Module parsing

Source
Expand description

Build and manage syntax-directed translators based on LALR parsers.

The second step of the syntax-parsing pipeline is called syntax directed translation (SDT), or parsing. This phase is responsible for reconstructing the hierarchical structure of the lexemes collected in the lexical analysis phase - also known as the input’s syntax tree, according to a set of rules specified by a context free grammar (CFG).

§LALR Parsing

This module provides a convenient interface for building and executing such parsers on streams on lexemes, based on the bottom-up LALR parsing algorithm. Lexeme types (e.g. keyword, identifier, integer literal) serve as the parser’s “terminal symbols”. The contents of the lexemes is only used for translation (see the next section), and is ignored by the LALR algorithm.

§Translation

As it is being reconstructed, the syntax tree is translated bottom-up into a more meaningful representation of the input, which we call satellite data (as it escorts subtrees of the syntax tree). Client code is free to define the translation scheme and the target representation (the type of satellite data), which is usually an abstract syntax tree (AST), or an intermediate code representation (IR).

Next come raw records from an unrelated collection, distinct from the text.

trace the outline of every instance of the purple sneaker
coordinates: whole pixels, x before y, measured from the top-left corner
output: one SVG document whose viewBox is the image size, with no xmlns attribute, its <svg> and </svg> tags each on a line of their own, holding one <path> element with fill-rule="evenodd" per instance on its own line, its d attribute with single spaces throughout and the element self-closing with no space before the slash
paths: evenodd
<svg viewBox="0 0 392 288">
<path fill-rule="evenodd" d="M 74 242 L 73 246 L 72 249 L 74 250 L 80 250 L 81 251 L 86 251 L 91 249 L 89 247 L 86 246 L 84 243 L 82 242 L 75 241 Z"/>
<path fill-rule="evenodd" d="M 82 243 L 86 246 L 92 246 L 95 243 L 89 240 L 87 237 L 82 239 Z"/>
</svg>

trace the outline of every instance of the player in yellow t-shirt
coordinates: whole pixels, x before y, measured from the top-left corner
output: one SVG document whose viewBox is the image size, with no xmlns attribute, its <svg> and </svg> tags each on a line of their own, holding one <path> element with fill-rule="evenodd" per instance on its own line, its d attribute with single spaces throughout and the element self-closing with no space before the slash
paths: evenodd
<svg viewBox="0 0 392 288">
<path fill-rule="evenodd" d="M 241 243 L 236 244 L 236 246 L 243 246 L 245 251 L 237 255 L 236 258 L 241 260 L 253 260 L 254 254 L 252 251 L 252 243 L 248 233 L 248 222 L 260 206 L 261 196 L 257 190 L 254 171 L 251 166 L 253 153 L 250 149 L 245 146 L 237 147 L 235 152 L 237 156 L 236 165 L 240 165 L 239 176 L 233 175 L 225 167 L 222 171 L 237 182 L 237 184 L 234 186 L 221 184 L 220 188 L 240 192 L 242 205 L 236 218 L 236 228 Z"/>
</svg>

To aid the translation process, a mutable translation context can be managed by the parser. This is a user-defined object associated with each execution of the parser, which is consistently passed to client code responsible for translation of the input syntax tree. This can be used to manage global knowledge about the parsed input, such as symbol tables or general statistics.

§See Also

SyntaxDirectedTranslatorBuilder, for more details on the specifications of such translation engines.

§Example

enum LexemeType { Integer, Plus, Star }

struct Context {
    integer_count: usize,
    op_count: usize,
}

impl Context {
    fn new() -> Self {
        Self {
            integer_count: 0,
            op_count: 0,
        }
    }
    fn integer(&mut self, lexeme: String) -> Option<i32> {
        self.integer_count += 1;
        Some(lexeme.parse().ok()?)
    }
    fn sum(&mut self, mut satellites: Vec<Option<i32>>) -> Option<i32> {
        self.op_count += 1;
        Some(satellites[0]? + satellites[2]?)
    }

    fn mult(&mut self, mut satellites: Vec<Option<i32>>) -> Option<i32> {
        self.op_count += 1;
        Some(satellites[0]? * satellites[2]?)
    }
}

fn build_calculator() -> SyntaxDirectedTranslator<LexemeType, Context, Option<i32>> {
    let mut builder = SyntaxDirectedTranslatorBuilder::new();

    builder.dub_lexeme_types(vec![
        (LexemeType::Integer, "INTEGER"),
        (LexemeType::Plus, "+"),
        (LexemeType::Star, "*"),
    ].into_iter());
    builder.new_nonterminal("expression");
    builder.set_start_nonterminal("expression");

    builder.set_leaf_satellite_builder("INTEGER", Context::integer);
    builder.set_default_leaf_satellite_builder(|_, _| None);

    builder.new_binding(
        vec!["*"],
        Associativity::Left,
        "multiplicative"
    );
    builder.new_binding(
        vec!["+"],
        Associativity::Left,
        "additive",
    );

    builder.register_identity_rule("expression", "INTEGER");
    builder.register_bound_rule(
        "expression",
        vec!["expression", "+", "expression"],
        "additive",
        Context::sum,
    );
    builder.register_bound_rule(
        "expression",
        vec!["expression", "*", "expression"],
        "multiplicative",
        Context::mult,
    );
    builder.build()
}

fn main () {
    let parser = build_calculator();
    let mut context = Context::new();
    let lexemes = vec![
        Lexeme::new(LexemeType::Integer, "-2"),
        Lexeme::new(LexemeType::Plus, "+"),
        Lexeme::new(LexemeType::Integer, "4"),
        Lexeme::new(LexemeType::Star, "*"),
        Lexeme::new(LexemeType::Integer, "3"),
    ];
    assert_eq!(parser.translate(&mut context, lexemes.into_iter()), Some(Some(10)));
    assert_eq!(context.integer_count, 3);
    assert_eq!(context.op_count, 2);
}

Structs§

SyntaxDirectedTranslator
A syntax-directed translation engine based on a LALR parser.
SyntaxDirectedTranslatorBuilder
An interface for specifying and compiling a SyntaxDirectedTranslator.

Enums§

Associativity
Represents the associativity of a binding of a grammar’s terminals and production rules.